Fitri Rachmawati yang juga merupakan pendiri SPWS, menuturkan tantangan saat mementaskan wayang Sasak dengan keterbatasan personil di Beijing. 

Idealnya sebuah pertunjukan wayang Sasak melibatkan minimal 10 orang, seorang dalang, dua orang asisten (pengabih) dan tujuh orang pemusik (sekehe), namun bukan berarti pertunjukan tidak bisa dilaksanakan hanya dengan melibatkan tiga orang. 

"Setidaknya pertunjukan SPWS di Beijing, mencoba melakukan inovasi itu, dua orang dalang (haji Safwan dan Abdul Latief) bermain dengan iringan musik yang telah kami tata  menggunakan  perekaman musik wayang Sasak sesuai lakon," kata Fitri. 

Sebelum ke negeri Tirai Bambu itu, SPWS telah melakukan perekam 13 gending wayang sasak tahun 2023, sehingga pertunjukkan ringkas bisa dilakukan sesuai kebutuhan dan bisa menekan jumlah personil dalam menggelar pertunjukan wayang Sasak. 

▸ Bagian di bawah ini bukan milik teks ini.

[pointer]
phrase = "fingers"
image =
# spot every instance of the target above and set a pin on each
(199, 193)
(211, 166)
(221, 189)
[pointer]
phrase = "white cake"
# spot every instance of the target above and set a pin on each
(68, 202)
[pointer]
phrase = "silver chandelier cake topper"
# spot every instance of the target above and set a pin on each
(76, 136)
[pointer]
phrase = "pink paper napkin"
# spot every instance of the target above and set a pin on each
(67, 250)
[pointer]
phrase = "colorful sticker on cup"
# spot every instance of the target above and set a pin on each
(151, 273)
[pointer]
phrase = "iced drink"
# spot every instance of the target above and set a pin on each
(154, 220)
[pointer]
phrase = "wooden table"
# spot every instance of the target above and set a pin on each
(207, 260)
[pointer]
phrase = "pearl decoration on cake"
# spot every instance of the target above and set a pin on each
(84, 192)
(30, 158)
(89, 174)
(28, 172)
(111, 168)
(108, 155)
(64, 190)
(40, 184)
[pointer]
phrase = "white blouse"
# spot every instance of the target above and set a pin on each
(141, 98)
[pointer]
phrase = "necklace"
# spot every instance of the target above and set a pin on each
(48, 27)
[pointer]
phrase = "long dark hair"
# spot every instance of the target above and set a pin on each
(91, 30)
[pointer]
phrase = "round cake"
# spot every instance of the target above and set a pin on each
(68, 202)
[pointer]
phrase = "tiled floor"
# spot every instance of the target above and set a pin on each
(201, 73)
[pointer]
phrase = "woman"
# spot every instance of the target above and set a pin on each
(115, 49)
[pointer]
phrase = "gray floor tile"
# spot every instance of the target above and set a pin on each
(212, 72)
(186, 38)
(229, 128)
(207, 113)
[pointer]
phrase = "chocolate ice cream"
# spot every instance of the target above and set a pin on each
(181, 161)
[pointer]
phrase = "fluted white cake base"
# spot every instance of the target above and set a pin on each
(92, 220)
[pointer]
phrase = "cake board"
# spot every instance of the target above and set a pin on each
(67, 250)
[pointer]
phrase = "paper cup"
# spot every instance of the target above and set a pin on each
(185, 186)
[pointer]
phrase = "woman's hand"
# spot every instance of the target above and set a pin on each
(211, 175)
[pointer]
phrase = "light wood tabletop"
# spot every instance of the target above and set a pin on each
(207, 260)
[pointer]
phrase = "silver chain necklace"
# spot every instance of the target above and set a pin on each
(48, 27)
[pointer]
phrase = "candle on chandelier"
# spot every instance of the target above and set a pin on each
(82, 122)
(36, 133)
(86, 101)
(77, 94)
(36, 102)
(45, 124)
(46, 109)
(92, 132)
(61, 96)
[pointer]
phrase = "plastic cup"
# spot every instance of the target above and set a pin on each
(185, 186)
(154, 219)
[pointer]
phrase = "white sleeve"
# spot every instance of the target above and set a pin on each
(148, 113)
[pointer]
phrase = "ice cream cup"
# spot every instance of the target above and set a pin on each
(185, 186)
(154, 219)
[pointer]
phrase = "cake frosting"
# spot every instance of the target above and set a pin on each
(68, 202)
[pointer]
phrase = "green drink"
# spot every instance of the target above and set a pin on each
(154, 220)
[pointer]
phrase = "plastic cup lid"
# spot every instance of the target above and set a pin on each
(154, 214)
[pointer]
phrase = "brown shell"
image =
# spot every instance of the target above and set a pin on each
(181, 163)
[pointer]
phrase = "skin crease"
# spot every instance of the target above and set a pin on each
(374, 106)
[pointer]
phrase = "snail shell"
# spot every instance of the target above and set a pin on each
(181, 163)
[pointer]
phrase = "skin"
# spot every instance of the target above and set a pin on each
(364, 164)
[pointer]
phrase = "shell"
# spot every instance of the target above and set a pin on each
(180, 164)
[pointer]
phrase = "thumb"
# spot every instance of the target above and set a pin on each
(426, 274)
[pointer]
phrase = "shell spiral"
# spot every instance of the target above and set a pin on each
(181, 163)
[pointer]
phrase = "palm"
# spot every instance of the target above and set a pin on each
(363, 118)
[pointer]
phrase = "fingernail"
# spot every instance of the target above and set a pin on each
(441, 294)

"Keuntungannya tim tidak perlu membawa 7 jenis alat musik wayang Sasak, seperti gong, dua buah gendang (lanang dang wadhon), Rincik, Kajar, Kenong dan suling. Keringkasan ini mempermudah dan mempermurah biaya perjalanan jauh seperti ke Cina atau bahkan negara lainnya untuk mengenalkan wayang Sasak pada dunia" ungkap Fitri. 

Dikatakannya, inovasi dan kreativitas yang memamfaatkan teknologi akan semakin mendekatkan seni tradisi wayang Sasak di mata dunia, namun jika ingin tahu lebih lengkap soal pementasan, Fitri berharap penyelenggara bisa mngundang personil lengkap, atau jika tidak, bisa berkunjung langsung ke wilayah di mana seni tradisi itu berasal.